Restaurants - a big market for Grand Met with its Burger King chain - are 'a grey area'.
His experience is not limited to fast-moving consumer goods. He spent eight years working for the industrial products group of ITT in Europe: there his stock-in-trade was heating, ventilating and air conditioning equipment, pumps, electrical components, and brown and white goods. Earlier he worked for Mine Safety Appliances of Pittsburgh, which made anything from hard hats to missiles and industrial instruments.
He knows Continental business well. He lived for four years in France and also ran companies in Germany, Sweden and Portugal.
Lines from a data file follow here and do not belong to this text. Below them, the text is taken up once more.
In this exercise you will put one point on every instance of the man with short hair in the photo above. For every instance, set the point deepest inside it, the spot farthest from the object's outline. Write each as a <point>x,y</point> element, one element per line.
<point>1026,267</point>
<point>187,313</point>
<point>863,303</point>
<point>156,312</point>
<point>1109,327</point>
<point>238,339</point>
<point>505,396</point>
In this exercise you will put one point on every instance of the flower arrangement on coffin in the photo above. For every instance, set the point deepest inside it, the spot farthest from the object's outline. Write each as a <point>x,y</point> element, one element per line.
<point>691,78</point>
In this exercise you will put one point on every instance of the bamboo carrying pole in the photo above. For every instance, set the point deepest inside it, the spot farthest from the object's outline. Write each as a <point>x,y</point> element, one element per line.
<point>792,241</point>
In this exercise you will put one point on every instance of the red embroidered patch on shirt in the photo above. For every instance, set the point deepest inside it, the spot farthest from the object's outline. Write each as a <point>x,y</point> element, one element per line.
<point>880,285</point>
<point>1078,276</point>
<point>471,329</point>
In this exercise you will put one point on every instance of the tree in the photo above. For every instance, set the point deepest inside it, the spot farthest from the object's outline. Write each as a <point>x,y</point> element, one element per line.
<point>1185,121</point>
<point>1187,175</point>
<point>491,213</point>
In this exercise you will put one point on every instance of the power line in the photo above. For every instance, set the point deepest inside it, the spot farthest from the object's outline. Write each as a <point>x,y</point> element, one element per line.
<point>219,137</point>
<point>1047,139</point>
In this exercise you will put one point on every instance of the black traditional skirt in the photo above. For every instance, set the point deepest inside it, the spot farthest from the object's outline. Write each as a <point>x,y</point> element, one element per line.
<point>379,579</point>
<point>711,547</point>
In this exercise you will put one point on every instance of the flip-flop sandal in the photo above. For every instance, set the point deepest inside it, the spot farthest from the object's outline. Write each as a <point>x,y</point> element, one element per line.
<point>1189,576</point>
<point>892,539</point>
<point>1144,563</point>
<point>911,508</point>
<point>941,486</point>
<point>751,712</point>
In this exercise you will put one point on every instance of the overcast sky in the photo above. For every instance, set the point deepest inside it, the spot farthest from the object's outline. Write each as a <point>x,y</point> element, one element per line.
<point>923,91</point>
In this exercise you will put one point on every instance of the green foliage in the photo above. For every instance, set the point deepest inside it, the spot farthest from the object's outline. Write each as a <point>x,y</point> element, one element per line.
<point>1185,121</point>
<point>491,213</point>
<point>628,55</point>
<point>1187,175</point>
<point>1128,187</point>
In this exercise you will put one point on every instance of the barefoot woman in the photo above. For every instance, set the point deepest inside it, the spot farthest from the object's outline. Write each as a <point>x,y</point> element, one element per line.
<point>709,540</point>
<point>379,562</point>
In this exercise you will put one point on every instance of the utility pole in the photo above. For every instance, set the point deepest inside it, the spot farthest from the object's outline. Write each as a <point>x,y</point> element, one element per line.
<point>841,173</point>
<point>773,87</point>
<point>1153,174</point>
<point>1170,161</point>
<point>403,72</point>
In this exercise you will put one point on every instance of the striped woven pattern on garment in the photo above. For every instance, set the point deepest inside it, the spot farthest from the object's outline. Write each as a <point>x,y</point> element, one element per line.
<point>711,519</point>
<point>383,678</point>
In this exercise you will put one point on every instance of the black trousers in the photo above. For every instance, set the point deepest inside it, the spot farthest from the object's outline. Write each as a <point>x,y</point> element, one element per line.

He believes now is the right time in the economic cycle to invest: 'Germany has much stronger resilience than most people believe.'
One unknown is how serious KKR is about a big exposure to Europe. Whereas the New York-based Kravis is a passionate Euro-phile, often bypassing American ski resorts in favour of the Alps, and a frequent visitor to London, his California-based partner, George Roberts, is thought to be lukewarm.
KKR has never made a substantial investment this side of the Atlantic. As early as 1983 it considered coming in as a white knight to Thomas Tilling, then trying to repulse BTR. It looked at the supermarket group Gateway twice, first as a solo bidder, later with A & P, and walked away both times. It built a small stake in BTR in the late 1980s, but that came to nothing. And it took a close look at several large UK companies including, two years ago, United Newspapers.
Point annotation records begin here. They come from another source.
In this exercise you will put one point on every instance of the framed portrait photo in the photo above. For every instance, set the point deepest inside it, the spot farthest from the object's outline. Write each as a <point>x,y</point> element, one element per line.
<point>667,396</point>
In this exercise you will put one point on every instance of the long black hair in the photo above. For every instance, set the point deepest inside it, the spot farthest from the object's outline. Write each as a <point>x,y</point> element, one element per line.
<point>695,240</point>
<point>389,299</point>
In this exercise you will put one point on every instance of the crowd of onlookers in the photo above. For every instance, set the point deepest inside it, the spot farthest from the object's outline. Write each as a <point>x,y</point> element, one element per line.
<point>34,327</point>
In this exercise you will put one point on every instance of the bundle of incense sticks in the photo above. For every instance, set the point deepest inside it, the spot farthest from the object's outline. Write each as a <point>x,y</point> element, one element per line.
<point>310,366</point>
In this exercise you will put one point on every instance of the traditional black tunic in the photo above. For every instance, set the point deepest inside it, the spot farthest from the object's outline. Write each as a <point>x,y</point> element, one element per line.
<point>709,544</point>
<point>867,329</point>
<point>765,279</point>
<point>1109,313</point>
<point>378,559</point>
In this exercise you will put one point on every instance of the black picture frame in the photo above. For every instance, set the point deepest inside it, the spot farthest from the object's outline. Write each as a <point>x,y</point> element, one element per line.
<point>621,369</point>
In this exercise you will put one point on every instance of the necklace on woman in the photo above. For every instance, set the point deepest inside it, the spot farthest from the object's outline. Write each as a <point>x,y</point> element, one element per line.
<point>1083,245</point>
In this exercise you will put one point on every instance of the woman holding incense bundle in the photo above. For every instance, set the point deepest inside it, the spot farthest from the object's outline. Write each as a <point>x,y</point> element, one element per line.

So is it serious this time? Yes, says Martin, who explains that until now, 'they have never really felt they had identified value or perhaps in some cases they felt they didn't have the local presence'. He believes that despite a decade of hunting by the likes of Hanson, BTR and Williams Holdings, there are still undervalued companies. He points to Pillsbury, which owned Burger King. Everyone else saw BK as a poison pill, a reason not to buy Pillsbury; he saw it as an opportunity and turned it around.
Martin is regarded as a tough, sometimes ruthless manager. Reshaping Pillsbury meant many sackings. According to one associate, he has a keen intellect and a good feel for what consumers want. As a buyer and seller of companies he enjoyed many coups, not least the disposal of Inter-Continental Hotels for a top price.
As head of Watney Mann & Truman in the early 1980s, he was ultimately responsible for the highly successful promotion of Foster's lager in the UK, and the introduction of the then unknown Australian comic Paul Hogan to advertise the amber nectar. Ten years later he launched Haagen- Dazs ice cream in the UK, with its sexy advertising campaign.
It is all a long way from Dundee, where Martin was born in 1935, the youngest of seven children. He recalls how his father got up at 1am every day for 50 years to go to work in the bakery. He was educated at Harris Academy and decided to do chartered accountancy. 'It was the classic escape for a young Scot to get out and see the world,' says Martin, 58, married with three grown-up children.
As the meat in his sandwich course at St Andrew's, he studied economics and psychology for three years. The university almost persuaded him to stay on as an academic, but such a life was not for him: 'Someone once said a psychologist is someone who goes to the Folies Bergeres and studies the audience.'
Instead he went into deal-making. Since the KKR announcement, the phone has not stopped ringing at his Chelsea home (he also has a home in Palm Beach), with corporate financiers offering their services or ideas. He wants to recruit a team of up to six people and is close to leasing a West End office. He could be ready to pounce soon.